Letter To My Younger Self

Sam Grenade
RTA902 (Social Media)
4 min readApr 5, 2018

Dear Sam,

I am writing to you nine years after you first signed up for a social media account. From then on, your digital footprint has grown immensely on four different platforms connecting you to people from all corners of the planet. You have had your ups and some downs but luckily enough more ups than downs. After MSN, Facebook was where you got your feet wet and had the opportunity to experience to what it was like to make connections with people over the web. Sharing pictures, videos and accumulating the most friends as possible. Some of the coolest experiences that have come from social media in my opinion are when you are out travelling in another country and manage to connect on facebook or instagram. Then a year or two later you manage to meet up with these people in another country and it goes to show how social has the ability to keep people connected and relationships intact. While you are away from these friends, social gives you the ability to stay in touch and keep up with what they are up to in their lives.

I have been fortunate enough to have not been a victim of cyberbullying or any form of abuse online.

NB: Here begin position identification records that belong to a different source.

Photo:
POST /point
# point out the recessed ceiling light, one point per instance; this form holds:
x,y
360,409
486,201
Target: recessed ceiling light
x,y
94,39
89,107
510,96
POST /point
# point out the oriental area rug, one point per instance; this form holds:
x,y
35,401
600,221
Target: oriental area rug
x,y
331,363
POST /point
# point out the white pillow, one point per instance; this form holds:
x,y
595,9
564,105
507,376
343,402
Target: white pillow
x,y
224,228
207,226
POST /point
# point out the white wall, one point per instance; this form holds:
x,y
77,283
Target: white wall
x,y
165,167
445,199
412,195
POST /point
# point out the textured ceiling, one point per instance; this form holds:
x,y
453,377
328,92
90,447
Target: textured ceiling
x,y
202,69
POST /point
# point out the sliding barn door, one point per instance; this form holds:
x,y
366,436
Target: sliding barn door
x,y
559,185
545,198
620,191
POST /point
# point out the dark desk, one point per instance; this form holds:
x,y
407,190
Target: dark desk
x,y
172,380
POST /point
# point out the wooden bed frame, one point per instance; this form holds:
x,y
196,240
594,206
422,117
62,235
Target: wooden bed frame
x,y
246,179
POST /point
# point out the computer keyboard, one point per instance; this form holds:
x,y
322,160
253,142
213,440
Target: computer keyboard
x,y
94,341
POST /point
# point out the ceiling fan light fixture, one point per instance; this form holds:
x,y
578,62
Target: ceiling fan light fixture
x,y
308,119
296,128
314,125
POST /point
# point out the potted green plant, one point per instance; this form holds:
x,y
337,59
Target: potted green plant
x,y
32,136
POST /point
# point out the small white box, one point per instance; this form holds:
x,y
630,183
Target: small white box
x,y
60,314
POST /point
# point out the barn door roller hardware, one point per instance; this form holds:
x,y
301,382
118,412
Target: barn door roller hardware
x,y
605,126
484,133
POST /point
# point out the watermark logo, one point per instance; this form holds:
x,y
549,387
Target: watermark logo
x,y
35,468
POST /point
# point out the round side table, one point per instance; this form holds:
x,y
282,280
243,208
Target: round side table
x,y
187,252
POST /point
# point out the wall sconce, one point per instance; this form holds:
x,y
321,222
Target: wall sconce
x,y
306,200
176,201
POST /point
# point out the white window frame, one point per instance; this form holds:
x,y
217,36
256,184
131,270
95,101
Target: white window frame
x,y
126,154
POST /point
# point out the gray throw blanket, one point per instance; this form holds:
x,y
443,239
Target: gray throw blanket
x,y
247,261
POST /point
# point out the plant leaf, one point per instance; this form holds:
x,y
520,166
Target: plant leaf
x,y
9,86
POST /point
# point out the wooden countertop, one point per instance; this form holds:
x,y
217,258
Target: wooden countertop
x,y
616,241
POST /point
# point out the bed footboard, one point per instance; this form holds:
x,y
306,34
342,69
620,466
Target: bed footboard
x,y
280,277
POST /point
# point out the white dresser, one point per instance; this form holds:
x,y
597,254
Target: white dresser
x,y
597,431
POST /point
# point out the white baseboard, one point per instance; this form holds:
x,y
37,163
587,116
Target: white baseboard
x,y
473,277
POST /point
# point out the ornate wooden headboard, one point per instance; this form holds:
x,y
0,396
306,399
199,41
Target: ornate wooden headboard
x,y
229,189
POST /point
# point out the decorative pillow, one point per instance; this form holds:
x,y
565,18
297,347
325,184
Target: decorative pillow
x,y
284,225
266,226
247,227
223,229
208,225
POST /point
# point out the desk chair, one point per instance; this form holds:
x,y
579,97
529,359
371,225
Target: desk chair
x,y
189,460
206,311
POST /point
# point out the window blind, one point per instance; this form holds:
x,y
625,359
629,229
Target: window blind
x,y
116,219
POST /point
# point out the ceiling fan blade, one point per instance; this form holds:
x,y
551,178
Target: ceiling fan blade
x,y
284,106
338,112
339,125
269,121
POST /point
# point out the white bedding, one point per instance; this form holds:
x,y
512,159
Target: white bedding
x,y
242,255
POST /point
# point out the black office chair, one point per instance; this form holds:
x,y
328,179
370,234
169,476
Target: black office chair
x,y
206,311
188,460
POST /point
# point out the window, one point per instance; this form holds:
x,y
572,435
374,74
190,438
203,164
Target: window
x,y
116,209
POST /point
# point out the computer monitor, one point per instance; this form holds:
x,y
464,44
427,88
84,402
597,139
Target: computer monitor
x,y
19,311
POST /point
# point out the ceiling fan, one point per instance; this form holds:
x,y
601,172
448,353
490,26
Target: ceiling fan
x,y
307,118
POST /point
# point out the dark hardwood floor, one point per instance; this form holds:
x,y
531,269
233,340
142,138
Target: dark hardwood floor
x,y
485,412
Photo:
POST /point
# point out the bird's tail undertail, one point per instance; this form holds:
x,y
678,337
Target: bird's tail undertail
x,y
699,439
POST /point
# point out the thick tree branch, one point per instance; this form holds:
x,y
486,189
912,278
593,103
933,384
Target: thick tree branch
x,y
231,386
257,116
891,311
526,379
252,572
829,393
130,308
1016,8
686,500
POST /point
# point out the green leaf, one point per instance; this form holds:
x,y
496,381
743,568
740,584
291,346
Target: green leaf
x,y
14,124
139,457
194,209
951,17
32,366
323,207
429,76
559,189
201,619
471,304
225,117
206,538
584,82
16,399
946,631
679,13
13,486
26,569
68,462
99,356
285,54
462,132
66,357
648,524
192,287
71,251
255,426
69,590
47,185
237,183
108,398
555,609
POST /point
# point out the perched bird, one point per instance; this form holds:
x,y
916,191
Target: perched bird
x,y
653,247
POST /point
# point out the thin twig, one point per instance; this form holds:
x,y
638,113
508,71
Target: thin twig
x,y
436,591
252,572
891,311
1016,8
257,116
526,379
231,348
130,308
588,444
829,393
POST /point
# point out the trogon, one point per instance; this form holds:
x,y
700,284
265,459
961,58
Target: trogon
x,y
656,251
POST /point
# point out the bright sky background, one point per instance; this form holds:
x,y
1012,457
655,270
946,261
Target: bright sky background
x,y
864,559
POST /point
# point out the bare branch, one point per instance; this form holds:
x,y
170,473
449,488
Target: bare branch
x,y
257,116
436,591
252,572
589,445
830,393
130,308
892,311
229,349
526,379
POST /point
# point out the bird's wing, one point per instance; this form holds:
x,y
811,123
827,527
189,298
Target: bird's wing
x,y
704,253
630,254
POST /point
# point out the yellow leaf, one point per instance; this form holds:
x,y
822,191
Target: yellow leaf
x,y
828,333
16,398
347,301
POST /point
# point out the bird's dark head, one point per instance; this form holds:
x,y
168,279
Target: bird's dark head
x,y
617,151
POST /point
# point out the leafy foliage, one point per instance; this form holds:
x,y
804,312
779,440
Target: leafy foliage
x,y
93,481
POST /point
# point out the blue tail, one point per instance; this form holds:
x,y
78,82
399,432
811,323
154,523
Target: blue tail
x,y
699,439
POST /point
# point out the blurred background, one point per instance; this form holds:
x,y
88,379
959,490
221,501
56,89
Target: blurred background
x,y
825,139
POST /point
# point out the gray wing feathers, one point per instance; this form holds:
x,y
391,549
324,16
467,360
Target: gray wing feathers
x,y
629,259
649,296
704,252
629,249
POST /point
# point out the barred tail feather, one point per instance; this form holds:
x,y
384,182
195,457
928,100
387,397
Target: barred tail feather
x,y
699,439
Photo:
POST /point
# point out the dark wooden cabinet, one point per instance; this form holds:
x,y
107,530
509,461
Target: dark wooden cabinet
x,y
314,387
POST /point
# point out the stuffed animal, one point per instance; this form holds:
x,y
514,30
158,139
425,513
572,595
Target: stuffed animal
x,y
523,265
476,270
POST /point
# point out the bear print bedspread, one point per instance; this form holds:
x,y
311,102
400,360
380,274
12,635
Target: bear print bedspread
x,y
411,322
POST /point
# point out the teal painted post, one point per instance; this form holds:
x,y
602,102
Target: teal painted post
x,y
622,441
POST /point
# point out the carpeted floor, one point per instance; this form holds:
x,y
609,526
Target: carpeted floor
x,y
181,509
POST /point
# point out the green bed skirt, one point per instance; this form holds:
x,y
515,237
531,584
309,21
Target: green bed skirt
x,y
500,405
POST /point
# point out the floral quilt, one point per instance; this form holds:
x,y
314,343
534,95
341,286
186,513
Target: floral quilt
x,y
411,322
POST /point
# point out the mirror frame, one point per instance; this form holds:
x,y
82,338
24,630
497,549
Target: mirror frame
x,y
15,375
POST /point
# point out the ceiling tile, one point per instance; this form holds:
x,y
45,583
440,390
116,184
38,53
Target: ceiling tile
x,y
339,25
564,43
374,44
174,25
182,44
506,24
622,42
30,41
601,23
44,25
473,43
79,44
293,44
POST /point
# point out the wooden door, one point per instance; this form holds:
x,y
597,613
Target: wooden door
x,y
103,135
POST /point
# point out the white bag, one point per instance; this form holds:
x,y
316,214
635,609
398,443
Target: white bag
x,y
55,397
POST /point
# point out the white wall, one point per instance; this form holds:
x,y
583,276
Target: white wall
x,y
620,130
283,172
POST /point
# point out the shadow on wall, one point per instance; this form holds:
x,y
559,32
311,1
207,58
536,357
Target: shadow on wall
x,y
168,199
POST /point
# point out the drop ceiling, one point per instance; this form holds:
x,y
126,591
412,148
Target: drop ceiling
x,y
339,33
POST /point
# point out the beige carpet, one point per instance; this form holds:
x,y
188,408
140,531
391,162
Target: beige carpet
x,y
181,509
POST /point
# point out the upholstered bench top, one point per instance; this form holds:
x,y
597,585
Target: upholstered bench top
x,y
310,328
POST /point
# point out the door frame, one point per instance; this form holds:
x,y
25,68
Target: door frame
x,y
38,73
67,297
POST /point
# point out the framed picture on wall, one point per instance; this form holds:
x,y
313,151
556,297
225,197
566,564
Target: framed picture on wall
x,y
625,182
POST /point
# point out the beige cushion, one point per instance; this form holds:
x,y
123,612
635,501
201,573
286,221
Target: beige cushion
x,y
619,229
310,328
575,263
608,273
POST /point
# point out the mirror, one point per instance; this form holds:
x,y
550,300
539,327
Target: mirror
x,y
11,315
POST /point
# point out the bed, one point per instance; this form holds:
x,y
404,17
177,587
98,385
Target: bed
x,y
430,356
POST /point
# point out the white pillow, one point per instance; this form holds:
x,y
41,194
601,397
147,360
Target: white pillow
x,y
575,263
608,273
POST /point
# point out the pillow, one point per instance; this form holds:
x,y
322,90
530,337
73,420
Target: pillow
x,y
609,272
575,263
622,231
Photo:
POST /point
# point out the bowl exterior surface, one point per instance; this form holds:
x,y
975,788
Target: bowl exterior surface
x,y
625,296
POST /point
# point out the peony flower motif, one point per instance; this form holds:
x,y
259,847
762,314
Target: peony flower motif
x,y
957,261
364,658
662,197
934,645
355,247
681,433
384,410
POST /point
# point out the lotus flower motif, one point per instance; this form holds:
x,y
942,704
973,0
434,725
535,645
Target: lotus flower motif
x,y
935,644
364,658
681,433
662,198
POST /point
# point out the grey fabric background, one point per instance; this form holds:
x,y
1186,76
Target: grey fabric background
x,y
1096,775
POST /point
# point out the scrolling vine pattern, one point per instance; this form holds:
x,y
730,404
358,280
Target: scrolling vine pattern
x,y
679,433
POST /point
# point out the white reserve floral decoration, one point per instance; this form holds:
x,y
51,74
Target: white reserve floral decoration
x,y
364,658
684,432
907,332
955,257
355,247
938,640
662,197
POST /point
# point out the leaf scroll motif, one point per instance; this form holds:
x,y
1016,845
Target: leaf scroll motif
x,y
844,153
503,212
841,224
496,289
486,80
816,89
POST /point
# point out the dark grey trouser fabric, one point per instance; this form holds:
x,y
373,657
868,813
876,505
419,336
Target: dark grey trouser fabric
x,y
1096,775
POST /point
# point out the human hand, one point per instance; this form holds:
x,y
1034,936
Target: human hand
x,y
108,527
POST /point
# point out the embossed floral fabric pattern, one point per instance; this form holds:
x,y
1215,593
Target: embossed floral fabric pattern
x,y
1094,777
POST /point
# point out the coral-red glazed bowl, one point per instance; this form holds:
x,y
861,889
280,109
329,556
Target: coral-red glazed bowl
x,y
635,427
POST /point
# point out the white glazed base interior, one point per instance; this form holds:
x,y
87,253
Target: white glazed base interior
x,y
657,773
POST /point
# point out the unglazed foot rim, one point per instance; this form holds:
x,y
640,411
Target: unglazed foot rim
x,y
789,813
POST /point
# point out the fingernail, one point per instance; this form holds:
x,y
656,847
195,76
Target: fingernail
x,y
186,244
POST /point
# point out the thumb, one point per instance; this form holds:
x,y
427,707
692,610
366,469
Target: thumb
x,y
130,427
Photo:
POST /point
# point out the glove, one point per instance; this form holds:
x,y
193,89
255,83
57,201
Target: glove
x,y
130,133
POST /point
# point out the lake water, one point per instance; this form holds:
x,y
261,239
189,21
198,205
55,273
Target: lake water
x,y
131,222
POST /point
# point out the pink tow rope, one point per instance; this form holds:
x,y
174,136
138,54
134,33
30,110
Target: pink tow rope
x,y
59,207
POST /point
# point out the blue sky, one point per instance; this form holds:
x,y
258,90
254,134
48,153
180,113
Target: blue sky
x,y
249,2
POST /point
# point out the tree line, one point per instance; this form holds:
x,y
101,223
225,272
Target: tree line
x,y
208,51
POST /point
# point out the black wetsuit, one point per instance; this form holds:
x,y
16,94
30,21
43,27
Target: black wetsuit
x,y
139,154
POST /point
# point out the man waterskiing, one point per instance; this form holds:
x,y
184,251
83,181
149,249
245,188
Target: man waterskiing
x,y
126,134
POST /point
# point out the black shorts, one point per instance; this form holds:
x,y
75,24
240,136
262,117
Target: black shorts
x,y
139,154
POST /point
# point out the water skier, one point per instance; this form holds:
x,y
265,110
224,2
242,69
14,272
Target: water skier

Concerning the stressors however, they are so very present in a millenials life. Personally, I think that FOMO has been the biggest stressor in my teen and early twenties. Fear of missing out was always a joke in my friend group but it is very real. Missing a big party or a weekend out with the whole “crew” and you’re caught out of the loop for the next couple days because that’s all your friends can talk about and the inside jokes from the party. You better believe you’re going to see the fun from the festivities from pictures and insta and snap stories. This was more so the case when I was in my teenage years around 15–17. Also when I first moved to Toronto from Montreal and started missing birthdays and parties from my friends down at McGill. FOMO started as a term that did not really mean much until it became a reality and I began to realize that I really was missing out and it had an effect on my mood and how I felt. I did not want to lose my friends or miss out on memories is essentially what it is.

Steven Furtick’s quote of “We struggle with insecurity because we compare our behind-the-scenes with everyone else’s highlight reel.” is extremely accurate in today’s society amongst my peers. I feel as if everyone is constantly trying to one-up each other by showing off where they’re travelling, partying or some cool activity they are partaking in. As a matter a fact, instagram allows you to have the option of putting up your “highlight” stories on your profile for people to see at all times. This can then translate into giving yourself some self worth which can be explained as social currency. As the image depicted asks, what are we willing to exchange in order to balance our status differences? We give up so much in order to feel accepted to the point where we cause ourselves internal pain just so that we look good on the outside. How much of our mental health are we willing to sacrifice for our social appearance?

Personally, I do think that social media is an addiction and I firmly believe that anyone can benefit from a social media hiatus. I have done this and it works wonders. When I was tree planting out in Northern Ontario for two months last summer, we would only have connection once every 4 days if we were lucky. So this forced us to interact with each other, meet new people and most of all it allowed yourself to reflect. I lost the urge to check my phone every 20 minutes and appreciate the environment I was in. Surrounded by nature, lakes, mountains and such a positive environment without technology. I was lost in nature which was something that had not happened in years and there is close to no proof documented. Furthermore, I realized I had more revitalizing sleeps (also because I was exhausted every night) and got into a routine that had me motivated every morning. I was prioritizing what my body needed rather than what my mind wanted. This kept me healthy mentally and physically and most importantly, I was as happy as a clam.

All this to say, Sam, keep your head on straight and remember what is most important in life. Social is only a temporary pleasure that needs to be moderated. Also, of all the material you do post online, make sure it is positive and does not portray anyone in a negative manner. There will be no benefit from bashing someone publicly. Karma is a b****. Be an example for others because that will come around and you will be rewarded. There are only positives from being nice to others. Remember the golden rule. Do unto others as you would have them do unto you. Finally Sam, just be yourself. You are a well liked, charismatic person and people will like you for who you are so do not try to please others just to fit in. You are surrounded by people who love you.